Из вчерашнего выпуска «Таймс» мы узнали, что прусские войска стягиваются к югу Парижа и уже слышны пушечные выстрелы, предвестники массового обстрела французских фортификаций. Если пруссаки войдут в Париж, это будет пострашнее взятия Нового Орлеана войсками янки! Те, по крайней мере, не хотели нас уничтожить. Обескровить, выжав весь капитал, подчистую отнять наш сахар и хлопок, всячески оскорбить дам и унизить господ перед их же рабами — но не стирать Юг с лица земли. Прусская же армия напоминает полчище медведок, что ползет, сжирая все на своем пути. Как можно добровольно сунуться им в пасть?!

— А вы как думали? Потому и уехал. Как будто нет иного способа услужить родине, кроме как удобрить ее почву скудными брызгами своих мозгов! — Джулиан возводит очи к потолку, и мне становится радостно, что мы с будущим мужем сходимся во мнениях. — Под моим надзором он мог бы сделать блестящую карьеру здесь, в Лондоне. А что его ждет там, в этой богом забытой стране, которую каждые двадцать лет терзают революции? Как говорится, ломать — не строить.

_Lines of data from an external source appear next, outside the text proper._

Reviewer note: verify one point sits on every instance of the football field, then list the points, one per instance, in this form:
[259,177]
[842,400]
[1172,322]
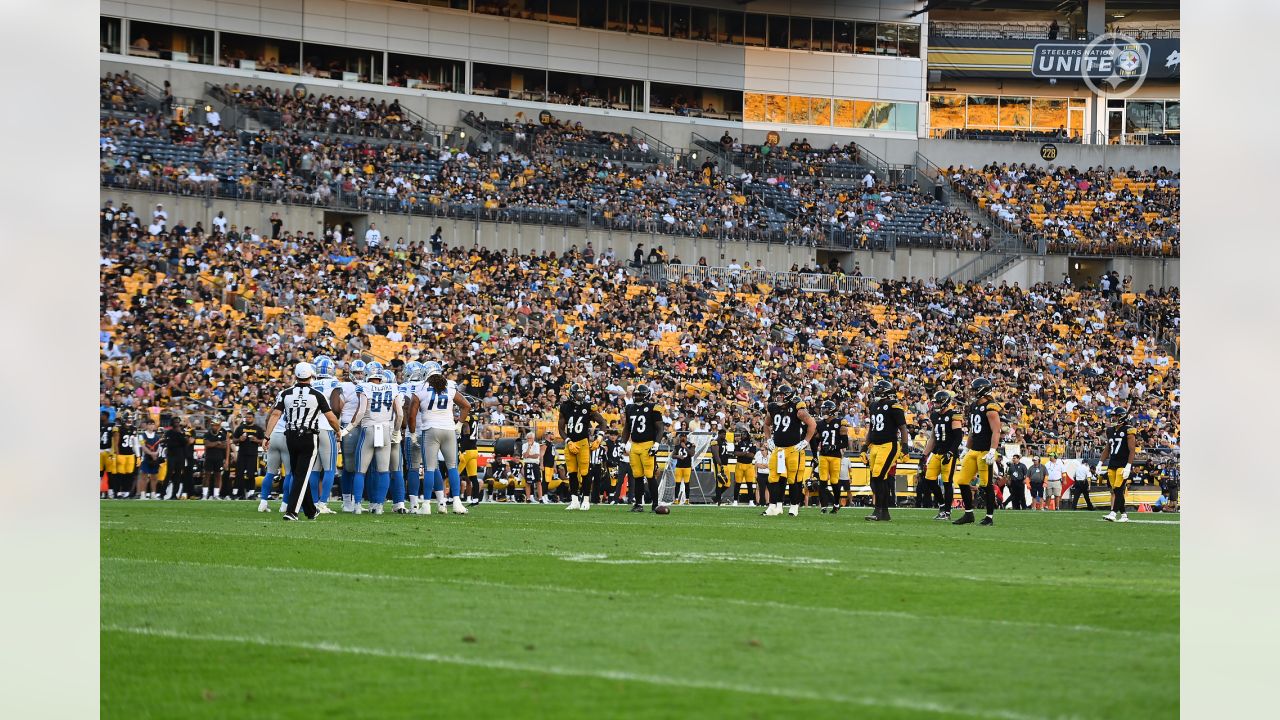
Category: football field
[211,610]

Пока он сокрушается и ругает племянника, его рука покоится на каминной полке, недвижная, как окружившие ее фарфоровые ягнята, пастушки и пучеглазые спаниели. Мой отец, беснуясь, смахнул бы на пол всю эту аляповатую дребедень и, взревев от ярости, велел бы седлать коня, чтобы загнать его до кровавой пены на боках.

— Я уж было решил, что пребывание в Англии сделает из Марселя человека, что здоровый английский воздух развеет угар в голове этого несчастного мальчишки. Но наследственность взяла свое.

— Ужас какой! — поддакиваю я. — Но означает ли это, что содержание, которое вы ему выплачиваете, равно как и его наследство, будет… несколько урезано?

— Урезано? Господь да благословит ваше нежное сердечко, Флора! — умиляется на меня жених. — Марсель от меня ни пенни не получит.

— Даже если вернется с покаянием, как блудный сын?

— Как отец из притчи, я, конечно, зарежу для него тучного тельца, однако ни на что иное, кроме телячьих отбивных, Марсель может не рассчитывать.

Вот, значит, оно как.

Долговязый и сухощавый, Джулиан весь состоит из прямых линий и углов, но при это ему присуща деловитая стремительность, он из тех людей, про кого говорят «легок на подъем». Однако на моих глазах он каменеет. Крупный подбородок выдается вперед, губы смерзлись, блекло-голубые, почти прозрачные глаза превратились в ледышки. И тогда мне начинает казаться, что я слышу стрекот сотен станков, стрекот, не смолкающий ни днем ни ночью и порождающий мигрени, от которых единственное лекарство — абсолютная тишина. Знает ли сам Джулиан, что от родителя-англичанина он унаследовал не только лошадиное лицо, но нечто большее — умение, не моргнув глазом, оставить без средств самого родного человека?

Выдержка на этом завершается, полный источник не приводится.